As interest in this area grows, companies such as Parametrix and Exponent have developed tools businesses can use to measure and value ecosystem services. While this is a positive development, the value of these tools has been difficult to determine, most notably due to the limited number of tests in corporate settings, as well as uncertainty related to data, time, expertise, and costs required to run the tools.

To address this challenge, BSR’s Ecosystem Services Working Group set up a pilot test to compare the performance of seven tools in one potential corporate application: What are the potential impacts of a hypothetical large-scale residential housing development in the U.S. state of Arizona’s San Pedro watershed, in which there would be both increased water demands and disturbances to the Chihuahuan desert scrub associated with the development? We asked each tool team to focus on four parameters: water provisioning, carbon sequestration, cultural services, and biodiversity. For each tool, we also tracked the time, cost, level of expertise required, and other factors associated with its use.

The pilot test showed that while side-by-side comparisons are difficult due to significant differences among the tools and their intended applications, there is an opportunity to refine the approach of the tools as a whole to make them more useful to companies looking for an effective “off-the-shelf” application that can also fit into existing corporate protocols.

The Challenge of Side-by-Side Comparisons

There is an ongoing debate over how to translate ecosystem services concepts into clear, commonly accepted measures that can inform decision-making. This debate is reflected in the diverse set of methods and metrics applied by each tool-developer team, and, as a result, it is not easy to directly compare one tool to another.

For example, ARIES and InVEST are both computer models that conduct detailed, landscape-level analyses and simulations of potential activities. But the comparison ends there. ARIES provides maps of ecosystem services flows using data within artificial-intelligence-enabled models. That tool also shows levels of certainty. InVEST, on the other hand, applies ecological-attribute data of land-use land-cover data types within an ArcGIS environment.

Within these different contexts, the two models use distinct metrics to measure and report on impacts to ecosystem services from various scenarios. In our study, while the findings were the same, the process was distinct.

Because side-by-side comparisons of these tools are not possible, decision-makers must evaluate each one uniquely based on the tool’s credibility, cost, ability to replicate findings, and the added value (such as cost savings and streamlined permitting processes) the tool provides within corporate environments.

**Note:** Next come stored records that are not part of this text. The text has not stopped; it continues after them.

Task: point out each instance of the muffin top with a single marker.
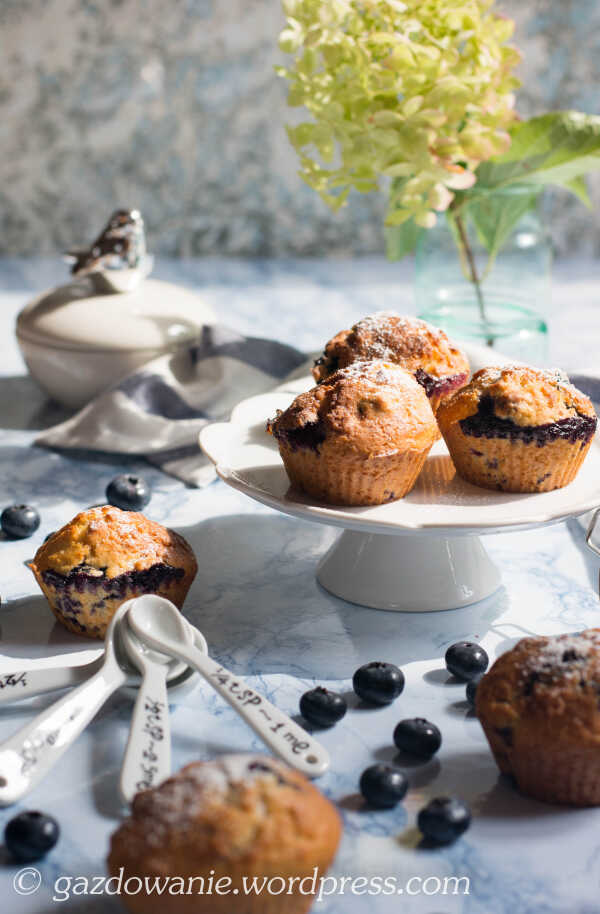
(522, 395)
(544, 688)
(237, 807)
(407, 341)
(112, 541)
(372, 408)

In some cases, this could mean a combination of tools is necessary.

“Off-the-Shelf” Corporate Applications

We believe none of these tools is ready for broad-scale implementation due to a range of factors, especially given the gap between what tool developers are offering and what corporate decision-makers actually need—that is, a flexible, modular tool that helps them make more immediate, practical decisions and assists with their understanding of how stakeholders value and make trade-offs among ecosystem services in specific contexts.

To date, many of the tools require expert technical support to provide detailed assessments using powerful modeling and scenario development for forecasting. If the tools do incorporate stakeholder preferences (and not all do), it is done in different ways.

These tools would benefit from more test applications and refinements in corporate settings, as well as the exploration of potential compatibility among the tools for specific applications and independent validation.

Comparisons to Existing Corporate Protocols

Companies today have a suite of processes and protocols to assess their environmental impact and performance. From environmental and social impact analyses and life-cycle assessments to performance standards and good practice guidelines, these decision-making aids help companies explore their options at the project and site level. If their use is to be justified within corporate decision-making processes, ecosystem services tools must demonstrate key benefits not captured by existing processes.

Now, the major challenge is the diversity of tools and business settings, which makes identifying a specific tool for a particular context and use difficult for decision-makers. However, given more pilot studies examining a series of private-sector applications across multiple industries and contexts, it would be clear how businesses could use these tools in conjunction with existing corporate processes.

A Look Forward

The findings of this comparative assessment leave many open questions. However, they also indicate that this field is rapidly evolving and worthy of close tracking by corporate decision-makers over the coming months and years.